There are some things you must adapt to in a new place, viz. if you are used to wearing shorts and t-shirt to work, and you go to frigid place, it would be smart to dress for the cold. Also, there may be things at the workplace that everyone uses (software in companies tend to differ, and we may have no choice but to adapt). However, there are things that you may feel strongly about that are your core values. You may not want to adapt to things that go against your core values. For example, some people may feel they do not want to lost their cultural and ethnic identities, and hence not adapt to a new one; while others may feel the need to fit in. Further, there may be things that do not go against your core values and would give you peace of mind if you adapted, those would be good to adapt.

When to adopt?

Things where you need to make a decision of whether or not to adopt may show up over time (not all at once), and you have some time to make that choice. Oftentimes there is a lot of uncertainty of whether a technology trend would catch on or not.
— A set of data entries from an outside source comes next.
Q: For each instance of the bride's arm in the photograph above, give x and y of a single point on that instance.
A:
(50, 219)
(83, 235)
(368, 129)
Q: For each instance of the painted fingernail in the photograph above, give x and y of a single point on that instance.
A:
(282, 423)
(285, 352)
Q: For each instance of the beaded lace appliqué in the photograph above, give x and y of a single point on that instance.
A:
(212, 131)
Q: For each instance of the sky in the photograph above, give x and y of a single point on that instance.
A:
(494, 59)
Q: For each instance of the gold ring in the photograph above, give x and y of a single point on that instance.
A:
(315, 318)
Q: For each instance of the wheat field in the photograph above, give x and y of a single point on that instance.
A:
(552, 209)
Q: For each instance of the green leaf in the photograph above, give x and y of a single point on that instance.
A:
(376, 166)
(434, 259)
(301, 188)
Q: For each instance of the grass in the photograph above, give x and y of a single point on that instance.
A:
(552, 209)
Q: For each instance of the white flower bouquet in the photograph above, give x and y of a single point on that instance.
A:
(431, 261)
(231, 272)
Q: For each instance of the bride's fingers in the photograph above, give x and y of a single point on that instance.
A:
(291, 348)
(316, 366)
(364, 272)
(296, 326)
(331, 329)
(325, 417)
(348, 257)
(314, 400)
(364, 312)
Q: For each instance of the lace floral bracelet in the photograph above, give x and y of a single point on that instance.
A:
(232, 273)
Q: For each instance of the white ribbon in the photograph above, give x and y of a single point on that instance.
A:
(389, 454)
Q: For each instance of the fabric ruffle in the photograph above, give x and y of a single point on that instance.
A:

Examples: (a) do you want to drop Python and move on to Julia? (b) do you want to incorporate ChatGPT in teaching your courses or would another company develop a far more useful product? It is fruitful to explore first before adopting. Also, asking multiple people (not just one) is useful, and they are great questions to ask while interacting with others in an organization. While there is tremendous benefit to be early adopters, if what you are adopting is going to be a significant learning curve, it would not hurt to wait a little till when the time is ripe.

How to change?

If we are talking about a tool or skill, taking a course and practicing enough, and deliberately using it in situations is ideal even if there are easier way to do things. For example, if you can write a MATLAB code in 5 minutes but you are wanting to learn Python, then take the time to learn Python. Instead of a tool or skill, if we need to develop a new habit, then trying for 3–4 weeks by keeping a log about what worked would be useful. For example, while trying to lose weight, it helps to check our weight daily and record what we ate and when we exercised. It is also important to not be too hard on ourselves as it takes time to get into a habit. Also, it is extremely important to understand the purpose for our habit. Usually seeking external validation is not ideal, so something internal is best.

Closing remarks

In summary, it is a wonderful thing to be able to adapt, change, learn, and grow. For that, it would be ideal to know one’s core values, belief systems, and purpose, at least roughly such as what are energizing and what are deflating. Before signing off, there are a few unconnected things: (1) I must confess that I hate change and thrive on having a routine doing the same thing over and over; (2) I also want to add that things like climate change is not about adapting to, we need to find ways to slow it down or stop it as adaptation may not be a real option; (3) Everybody adapts to new things differently, in particular what, when, and how to adapt is a personal and individualized journey; (4) Picture on the top is from the Galapagos Islands where there have been numerous fascinating adaptations, click here.

Have fun and become adept to adopt and adapt.